Стабилизирующая и объединяющая функции ислама в эпоху формирования феодальных отношений среди вайнахов оказались своевременными, привлекательными, остро востребованными и потому мусульманские религиозные догмы, мусульманский образ жизни сравнительно быстро и легко вошли в практику вайнахской среды.  Причем ислам среди чеченцев и ингушей с самого начала приживался в форме суфизма.

Суфизм возник как одно из проявлений оппозиционности к ортодоксальному исламу  в VIII -IX в.  и отличался мистическими и аскетическими тенденциями.  Название этого мистического направления в исламе происходит от  разнолингвистических этимологических понятий: от арабского «суфи» — человек, носящий грубый шерстяной плащ, аскет; и от греческого «софос» — мудрец, мыслитель.

Поначалу  суфии не слишком усердствовали по части исполнения мусульманских обрядов, вели аскетический образ жизни, а в своих проповедях зачастую выступали против произвола властей, алчности феодалов, чревоугодия и сластолюбия духовенства. Это привлекало на их сторону симпатии бесправного, закрепощенного народа, пытавшегося найти спасение от жизненной безысходности в мистицизме и отшельничестве.  Позже, примерно с ХI в. суфизм утратил свою оппозиционность и был введен в систему ортодоксального ислама одним из видных суннитских богословов ал-Газали (1059-1111 гг.). Ал-Газали определил три основных стадии духовного совершенствования, которые должен пройти каждый  суфий: очищение («шариат», «тарикат»), озарение («марифат») и единение с богом («хакикат»).

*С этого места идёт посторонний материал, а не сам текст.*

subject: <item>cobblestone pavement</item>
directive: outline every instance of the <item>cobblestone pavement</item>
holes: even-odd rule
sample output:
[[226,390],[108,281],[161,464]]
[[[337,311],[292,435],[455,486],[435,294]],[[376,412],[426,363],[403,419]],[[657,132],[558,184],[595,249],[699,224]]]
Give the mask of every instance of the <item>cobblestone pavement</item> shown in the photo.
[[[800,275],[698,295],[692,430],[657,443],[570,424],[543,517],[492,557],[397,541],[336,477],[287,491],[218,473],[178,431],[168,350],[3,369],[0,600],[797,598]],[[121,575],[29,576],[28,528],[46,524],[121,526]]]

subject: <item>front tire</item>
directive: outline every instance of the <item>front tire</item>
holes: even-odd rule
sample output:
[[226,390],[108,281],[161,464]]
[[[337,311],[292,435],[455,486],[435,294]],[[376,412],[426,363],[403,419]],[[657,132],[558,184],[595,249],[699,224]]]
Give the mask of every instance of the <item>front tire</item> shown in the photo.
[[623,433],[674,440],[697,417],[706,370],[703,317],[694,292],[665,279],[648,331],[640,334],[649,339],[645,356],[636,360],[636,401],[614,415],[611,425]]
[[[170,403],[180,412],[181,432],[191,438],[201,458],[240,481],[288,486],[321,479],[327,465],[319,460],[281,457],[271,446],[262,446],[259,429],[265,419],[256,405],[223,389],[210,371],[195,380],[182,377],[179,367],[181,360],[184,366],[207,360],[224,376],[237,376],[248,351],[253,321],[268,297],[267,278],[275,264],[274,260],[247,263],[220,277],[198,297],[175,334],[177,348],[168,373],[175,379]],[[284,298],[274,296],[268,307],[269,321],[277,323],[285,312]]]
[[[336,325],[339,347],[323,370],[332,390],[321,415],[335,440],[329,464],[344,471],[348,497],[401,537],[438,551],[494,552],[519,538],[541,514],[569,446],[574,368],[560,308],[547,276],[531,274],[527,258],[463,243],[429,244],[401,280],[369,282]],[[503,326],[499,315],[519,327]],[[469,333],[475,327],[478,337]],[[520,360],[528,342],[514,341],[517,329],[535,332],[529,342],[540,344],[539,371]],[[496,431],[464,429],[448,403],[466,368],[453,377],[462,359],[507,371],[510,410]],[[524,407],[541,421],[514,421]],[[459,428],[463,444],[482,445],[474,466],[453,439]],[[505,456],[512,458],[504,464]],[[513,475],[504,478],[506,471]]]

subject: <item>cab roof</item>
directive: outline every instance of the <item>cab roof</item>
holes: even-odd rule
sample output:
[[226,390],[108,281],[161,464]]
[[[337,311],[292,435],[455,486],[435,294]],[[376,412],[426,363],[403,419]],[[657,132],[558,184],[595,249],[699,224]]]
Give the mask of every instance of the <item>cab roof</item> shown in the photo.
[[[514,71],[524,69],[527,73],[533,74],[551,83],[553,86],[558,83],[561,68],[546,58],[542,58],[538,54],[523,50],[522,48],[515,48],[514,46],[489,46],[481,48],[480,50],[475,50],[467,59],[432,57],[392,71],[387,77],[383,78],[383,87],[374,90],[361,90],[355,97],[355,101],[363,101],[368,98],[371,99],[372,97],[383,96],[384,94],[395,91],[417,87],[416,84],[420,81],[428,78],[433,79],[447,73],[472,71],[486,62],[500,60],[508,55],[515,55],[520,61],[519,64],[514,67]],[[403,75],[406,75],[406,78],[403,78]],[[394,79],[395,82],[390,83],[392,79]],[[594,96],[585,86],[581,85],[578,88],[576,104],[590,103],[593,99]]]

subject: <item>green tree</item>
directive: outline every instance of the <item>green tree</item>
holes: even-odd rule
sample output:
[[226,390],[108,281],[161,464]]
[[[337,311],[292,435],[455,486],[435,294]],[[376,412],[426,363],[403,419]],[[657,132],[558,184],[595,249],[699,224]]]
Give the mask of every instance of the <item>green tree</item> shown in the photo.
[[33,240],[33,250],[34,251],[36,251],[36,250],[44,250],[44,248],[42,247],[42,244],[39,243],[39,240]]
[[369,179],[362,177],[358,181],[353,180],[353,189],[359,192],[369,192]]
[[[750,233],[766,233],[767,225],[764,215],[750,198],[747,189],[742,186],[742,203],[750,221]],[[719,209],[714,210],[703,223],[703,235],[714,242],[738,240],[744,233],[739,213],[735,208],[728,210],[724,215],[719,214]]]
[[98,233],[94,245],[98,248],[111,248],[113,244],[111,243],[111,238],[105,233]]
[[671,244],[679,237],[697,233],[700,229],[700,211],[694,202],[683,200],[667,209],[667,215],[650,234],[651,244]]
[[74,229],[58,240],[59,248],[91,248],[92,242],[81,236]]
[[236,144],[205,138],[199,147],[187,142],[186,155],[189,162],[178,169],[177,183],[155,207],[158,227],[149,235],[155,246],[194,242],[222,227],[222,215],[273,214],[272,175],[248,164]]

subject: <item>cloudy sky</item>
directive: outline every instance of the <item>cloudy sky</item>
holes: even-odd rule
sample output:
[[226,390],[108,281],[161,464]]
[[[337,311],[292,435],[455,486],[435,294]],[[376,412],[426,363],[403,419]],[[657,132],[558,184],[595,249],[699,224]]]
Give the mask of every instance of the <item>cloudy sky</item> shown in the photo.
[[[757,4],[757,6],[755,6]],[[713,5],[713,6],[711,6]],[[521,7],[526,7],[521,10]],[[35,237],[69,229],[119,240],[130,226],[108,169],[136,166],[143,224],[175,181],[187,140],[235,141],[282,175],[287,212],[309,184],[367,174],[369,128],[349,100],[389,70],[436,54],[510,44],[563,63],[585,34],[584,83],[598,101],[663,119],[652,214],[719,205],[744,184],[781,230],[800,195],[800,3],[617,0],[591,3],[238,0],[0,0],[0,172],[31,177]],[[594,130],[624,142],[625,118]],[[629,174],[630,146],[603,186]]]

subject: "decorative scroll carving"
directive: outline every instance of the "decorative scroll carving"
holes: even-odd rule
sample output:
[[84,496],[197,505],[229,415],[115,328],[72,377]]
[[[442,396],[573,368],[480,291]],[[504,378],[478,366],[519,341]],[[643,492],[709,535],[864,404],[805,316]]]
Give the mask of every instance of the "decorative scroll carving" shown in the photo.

Шариат ( араб.: «шариа» — прямой, правильный путь) представляет собой комплекс норм мусульманского права, морали, религиозных предписаний и ритуалов, основанных на Коране и Сунне, которые «определяют убеждения, формируют нравственные ценности и религиозную совесть мусульман, а также выступают источниками конкретных норм, регулирующих их поведение»[13]. Шариат регламентирует жизнь мусульманина во всех сферах от колыбели до могилы, определяя образ жизни каждого мусульманина и мусульманской общины в целом. Шариат требовал от суфия  неукоснительного исполнения законов ислама, чтобы подняться на следующую ступень очищения – тарикат.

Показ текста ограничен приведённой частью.